Re: Interacting with coherent memory on external devices

From: Jerome Glisse
Date: Thu Apr 23 2015 - 11:42:48 EST

Next message: David Miller: "Re: [PATCHv2] ibmveth: Fix off-by-one error in ibmveth_change_mtu()"
Previous message: Andy Lutomirski: "Re: [PATCH] x86/asm/entry/64: better check for canonical address"
In reply to: Christoph Lameter: "Re: Interacting with coherent memory on external devices"
Next in thread: Benjamin Herrenschmidt: "Re: Interacting with coherent memory on external devices"
Messages sorted by: [ date ] [ thread ] [ subject ] [ author ]

On Thu, Apr 23, 2015 at 09:10:13AM -0500, Christoph Lameter wrote:
> On Thu, 23 Apr 2015, Benjamin Herrenschmidt wrote:
>
> > > Anyone
> > > wanting performance (and that is the prime reason to use a GPU) would
> > > switch this off because the latencies are otherwise not controllable and
> > > those may impact performance severely.

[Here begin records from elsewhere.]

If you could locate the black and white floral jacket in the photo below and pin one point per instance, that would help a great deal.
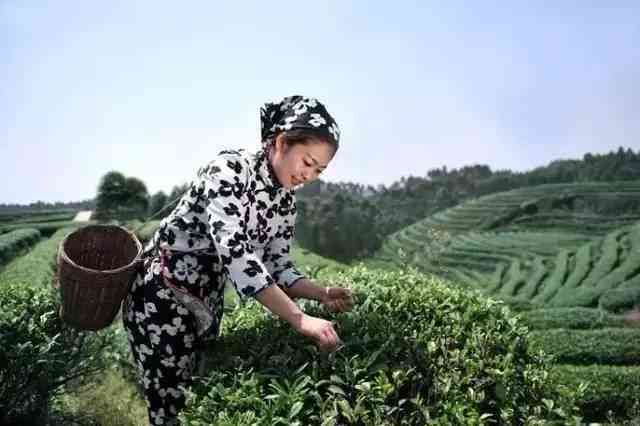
(237, 210)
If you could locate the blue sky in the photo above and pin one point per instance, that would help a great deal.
(155, 89)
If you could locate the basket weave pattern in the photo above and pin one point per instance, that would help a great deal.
(96, 266)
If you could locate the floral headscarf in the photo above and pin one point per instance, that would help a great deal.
(299, 113)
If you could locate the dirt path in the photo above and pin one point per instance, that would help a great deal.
(83, 216)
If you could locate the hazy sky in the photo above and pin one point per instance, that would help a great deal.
(155, 89)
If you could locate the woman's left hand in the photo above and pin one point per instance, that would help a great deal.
(338, 299)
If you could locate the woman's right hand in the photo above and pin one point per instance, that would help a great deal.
(320, 330)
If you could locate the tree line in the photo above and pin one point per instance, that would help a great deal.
(347, 221)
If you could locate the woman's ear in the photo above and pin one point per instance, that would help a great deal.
(280, 144)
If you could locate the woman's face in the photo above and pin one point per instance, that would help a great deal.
(301, 163)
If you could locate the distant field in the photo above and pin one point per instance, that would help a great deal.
(568, 256)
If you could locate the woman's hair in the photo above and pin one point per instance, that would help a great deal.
(295, 137)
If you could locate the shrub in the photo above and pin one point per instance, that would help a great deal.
(620, 299)
(616, 346)
(13, 242)
(609, 388)
(571, 318)
(414, 352)
(38, 352)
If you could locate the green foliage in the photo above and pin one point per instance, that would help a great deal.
(38, 352)
(45, 228)
(414, 352)
(614, 346)
(36, 268)
(157, 202)
(13, 243)
(614, 389)
(146, 232)
(570, 318)
(620, 299)
(555, 281)
(121, 197)
(535, 279)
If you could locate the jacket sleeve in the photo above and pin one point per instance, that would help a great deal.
(225, 182)
(277, 258)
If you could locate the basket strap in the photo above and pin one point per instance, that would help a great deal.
(204, 317)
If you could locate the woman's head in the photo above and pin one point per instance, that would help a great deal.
(300, 138)
(298, 159)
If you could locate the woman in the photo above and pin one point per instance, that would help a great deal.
(235, 222)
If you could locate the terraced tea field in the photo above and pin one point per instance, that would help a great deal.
(568, 256)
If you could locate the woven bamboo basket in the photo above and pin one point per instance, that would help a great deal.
(96, 266)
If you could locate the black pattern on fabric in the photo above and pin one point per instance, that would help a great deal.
(298, 112)
(234, 224)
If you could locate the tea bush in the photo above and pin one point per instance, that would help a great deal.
(614, 346)
(13, 242)
(414, 352)
(38, 352)
(572, 318)
(609, 388)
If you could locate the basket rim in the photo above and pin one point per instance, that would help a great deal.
(63, 255)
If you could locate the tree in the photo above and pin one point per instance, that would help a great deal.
(157, 202)
(120, 197)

There are typically multiple
> > > parallel strands of executing that must execute with similar performance
> > > in order to allow a data exchange at defined intervals. That is no longer
> > > possible if you add variances that come with the "transparency" here.
> >
> > Stop trying to apply your unique usage model to the entire world :-)
>
> Much of the HPC apps that the world is using is severely impacted by what
> you are proposing. Its the industries usage model not mine. That is why I
> was asking about the use case. Does not seem to fit the industry you are
> targeting. This is also the basic design principle that got GPUs to work
> as fast as they do today. Introducing random memory latencies there will
> kill much of the benefit of GPUs there too.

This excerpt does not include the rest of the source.